Measuring HER2 Binding Affinity Assay

The binding affinity of [¹²⁵I]IB-Mal-d-GDDDK-5F7 and [¹²⁵I]IB-Mal-d-GEEEK-5F7 for HER2 was determined using a saturation binding assay on the HER2-expressing BT474M1 cell line. Cells were seeded in 24-well plates at a density of 8 × 10⁴ cells/well and incubated at 37 °C for 24 h. On the next day, the cells were incubated in triplicate with increasing concentrations (0.1–100 nM; final volume 600 μL) of [¹²⁵I]IB-Mal-d-GDDDK-5F7 or [¹²⁵I]IB-Mal-d-GEEEK-5F7 for 2 h at 4 °C. A parallel assay was performed in which cells were coincubated with a 100-fold molar excess of trastuzumab, which competes with 5F7 for HER2 binding [17 (link)], to determine nonspecific binding at each concentration.
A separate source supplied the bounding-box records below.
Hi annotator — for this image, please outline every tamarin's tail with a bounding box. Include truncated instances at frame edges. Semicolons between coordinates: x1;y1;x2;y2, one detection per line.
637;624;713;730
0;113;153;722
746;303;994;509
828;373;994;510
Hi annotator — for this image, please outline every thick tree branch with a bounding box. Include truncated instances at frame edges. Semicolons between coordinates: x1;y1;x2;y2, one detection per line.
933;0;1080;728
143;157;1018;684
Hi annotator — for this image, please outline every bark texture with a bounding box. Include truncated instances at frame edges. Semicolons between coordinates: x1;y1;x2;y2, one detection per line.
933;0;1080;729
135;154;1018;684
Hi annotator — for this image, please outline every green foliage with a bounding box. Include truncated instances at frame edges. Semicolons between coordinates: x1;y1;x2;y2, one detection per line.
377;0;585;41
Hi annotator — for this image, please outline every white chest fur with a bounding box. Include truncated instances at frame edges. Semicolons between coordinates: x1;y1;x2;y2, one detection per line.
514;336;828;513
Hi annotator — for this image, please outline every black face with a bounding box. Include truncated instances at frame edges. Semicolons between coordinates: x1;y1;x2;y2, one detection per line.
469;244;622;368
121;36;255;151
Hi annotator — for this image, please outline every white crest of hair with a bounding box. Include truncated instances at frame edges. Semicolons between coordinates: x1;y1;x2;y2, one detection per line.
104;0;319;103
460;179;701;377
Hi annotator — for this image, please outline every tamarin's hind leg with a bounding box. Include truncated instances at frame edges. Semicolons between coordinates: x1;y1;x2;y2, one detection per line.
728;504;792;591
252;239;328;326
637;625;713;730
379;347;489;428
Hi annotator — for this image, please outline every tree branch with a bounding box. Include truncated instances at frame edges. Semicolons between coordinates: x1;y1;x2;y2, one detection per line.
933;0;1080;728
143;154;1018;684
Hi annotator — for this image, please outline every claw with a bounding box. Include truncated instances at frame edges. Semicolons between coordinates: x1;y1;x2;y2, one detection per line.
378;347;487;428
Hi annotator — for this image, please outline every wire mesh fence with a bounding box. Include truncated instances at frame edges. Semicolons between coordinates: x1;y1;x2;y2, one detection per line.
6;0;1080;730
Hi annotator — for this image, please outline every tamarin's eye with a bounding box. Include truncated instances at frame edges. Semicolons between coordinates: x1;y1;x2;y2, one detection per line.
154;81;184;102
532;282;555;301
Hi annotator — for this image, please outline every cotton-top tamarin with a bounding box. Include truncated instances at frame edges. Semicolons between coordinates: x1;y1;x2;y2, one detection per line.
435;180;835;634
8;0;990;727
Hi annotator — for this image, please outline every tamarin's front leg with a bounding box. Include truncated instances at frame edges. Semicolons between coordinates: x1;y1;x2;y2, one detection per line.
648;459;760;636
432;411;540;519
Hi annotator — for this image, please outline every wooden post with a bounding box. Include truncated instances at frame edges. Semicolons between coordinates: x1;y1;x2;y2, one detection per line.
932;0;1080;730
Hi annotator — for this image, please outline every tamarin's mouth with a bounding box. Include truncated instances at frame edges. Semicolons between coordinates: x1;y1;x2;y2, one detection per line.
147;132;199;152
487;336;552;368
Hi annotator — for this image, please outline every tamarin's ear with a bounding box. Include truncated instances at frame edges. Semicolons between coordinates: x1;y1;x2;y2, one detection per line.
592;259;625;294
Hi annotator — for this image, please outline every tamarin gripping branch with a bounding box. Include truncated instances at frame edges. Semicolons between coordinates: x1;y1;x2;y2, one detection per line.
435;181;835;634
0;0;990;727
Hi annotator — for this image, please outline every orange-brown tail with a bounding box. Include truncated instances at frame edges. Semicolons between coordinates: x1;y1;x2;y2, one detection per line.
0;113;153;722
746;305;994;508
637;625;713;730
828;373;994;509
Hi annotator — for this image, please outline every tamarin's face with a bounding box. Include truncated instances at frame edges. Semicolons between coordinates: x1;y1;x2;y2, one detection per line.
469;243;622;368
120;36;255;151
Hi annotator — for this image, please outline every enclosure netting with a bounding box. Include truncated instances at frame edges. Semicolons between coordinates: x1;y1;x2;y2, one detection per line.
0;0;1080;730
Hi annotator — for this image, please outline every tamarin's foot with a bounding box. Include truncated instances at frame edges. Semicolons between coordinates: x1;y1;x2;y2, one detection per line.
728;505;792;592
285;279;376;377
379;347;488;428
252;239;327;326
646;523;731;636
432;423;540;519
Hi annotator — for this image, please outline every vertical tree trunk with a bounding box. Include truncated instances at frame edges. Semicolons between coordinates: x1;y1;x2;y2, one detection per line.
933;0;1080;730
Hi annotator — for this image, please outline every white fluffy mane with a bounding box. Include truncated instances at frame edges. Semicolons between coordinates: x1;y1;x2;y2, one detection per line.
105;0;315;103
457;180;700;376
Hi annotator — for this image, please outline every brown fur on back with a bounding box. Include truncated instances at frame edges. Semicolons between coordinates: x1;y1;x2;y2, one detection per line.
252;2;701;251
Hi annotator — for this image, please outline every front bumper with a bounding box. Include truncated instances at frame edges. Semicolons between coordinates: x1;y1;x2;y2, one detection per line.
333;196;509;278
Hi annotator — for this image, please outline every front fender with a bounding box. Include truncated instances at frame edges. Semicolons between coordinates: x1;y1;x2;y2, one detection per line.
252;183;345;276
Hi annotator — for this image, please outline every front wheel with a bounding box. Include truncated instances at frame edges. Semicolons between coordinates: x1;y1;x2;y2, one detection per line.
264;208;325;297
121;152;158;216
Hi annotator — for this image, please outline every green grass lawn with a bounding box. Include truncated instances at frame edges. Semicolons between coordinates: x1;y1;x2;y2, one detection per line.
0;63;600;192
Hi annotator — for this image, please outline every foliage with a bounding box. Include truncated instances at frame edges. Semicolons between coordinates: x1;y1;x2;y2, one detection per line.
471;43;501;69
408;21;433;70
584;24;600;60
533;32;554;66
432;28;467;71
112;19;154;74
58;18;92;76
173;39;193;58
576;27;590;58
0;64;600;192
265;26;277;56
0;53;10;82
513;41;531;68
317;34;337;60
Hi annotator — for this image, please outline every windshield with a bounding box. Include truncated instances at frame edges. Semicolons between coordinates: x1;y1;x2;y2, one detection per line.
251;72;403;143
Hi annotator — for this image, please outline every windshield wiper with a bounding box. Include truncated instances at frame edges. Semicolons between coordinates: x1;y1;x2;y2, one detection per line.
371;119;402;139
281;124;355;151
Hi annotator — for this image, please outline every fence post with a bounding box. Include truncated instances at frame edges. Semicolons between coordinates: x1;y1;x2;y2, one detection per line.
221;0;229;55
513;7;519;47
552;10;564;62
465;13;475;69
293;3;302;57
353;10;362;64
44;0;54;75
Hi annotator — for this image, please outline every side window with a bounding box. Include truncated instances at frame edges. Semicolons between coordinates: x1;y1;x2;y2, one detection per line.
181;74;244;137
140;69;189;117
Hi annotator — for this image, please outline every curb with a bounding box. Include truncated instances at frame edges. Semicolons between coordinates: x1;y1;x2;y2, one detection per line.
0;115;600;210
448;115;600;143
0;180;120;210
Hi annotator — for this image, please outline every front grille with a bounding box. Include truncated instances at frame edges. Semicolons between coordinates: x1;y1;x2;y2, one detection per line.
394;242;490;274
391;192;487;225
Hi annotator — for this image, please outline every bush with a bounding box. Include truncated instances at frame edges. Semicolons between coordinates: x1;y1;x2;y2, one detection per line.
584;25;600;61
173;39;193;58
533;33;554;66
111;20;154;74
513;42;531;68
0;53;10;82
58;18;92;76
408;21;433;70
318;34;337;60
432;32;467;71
The medium containing unbound activity was removed, and cells were washed twice with cold PBS and solubilized by treatment with 1 M NaOH (0.5 mL) at 37 °C for 10 min. Cell-associated activity was determined using a Perkin Elmer Wizard II (Shelton, CT, USA) dual-channel gamma counter. The dissociation constant (K_D) was determined by nonlinear regression using GraphPad Prism software (version 5.01). Triplicate samples were used for each concentration, and the entire experiment was repeated twice.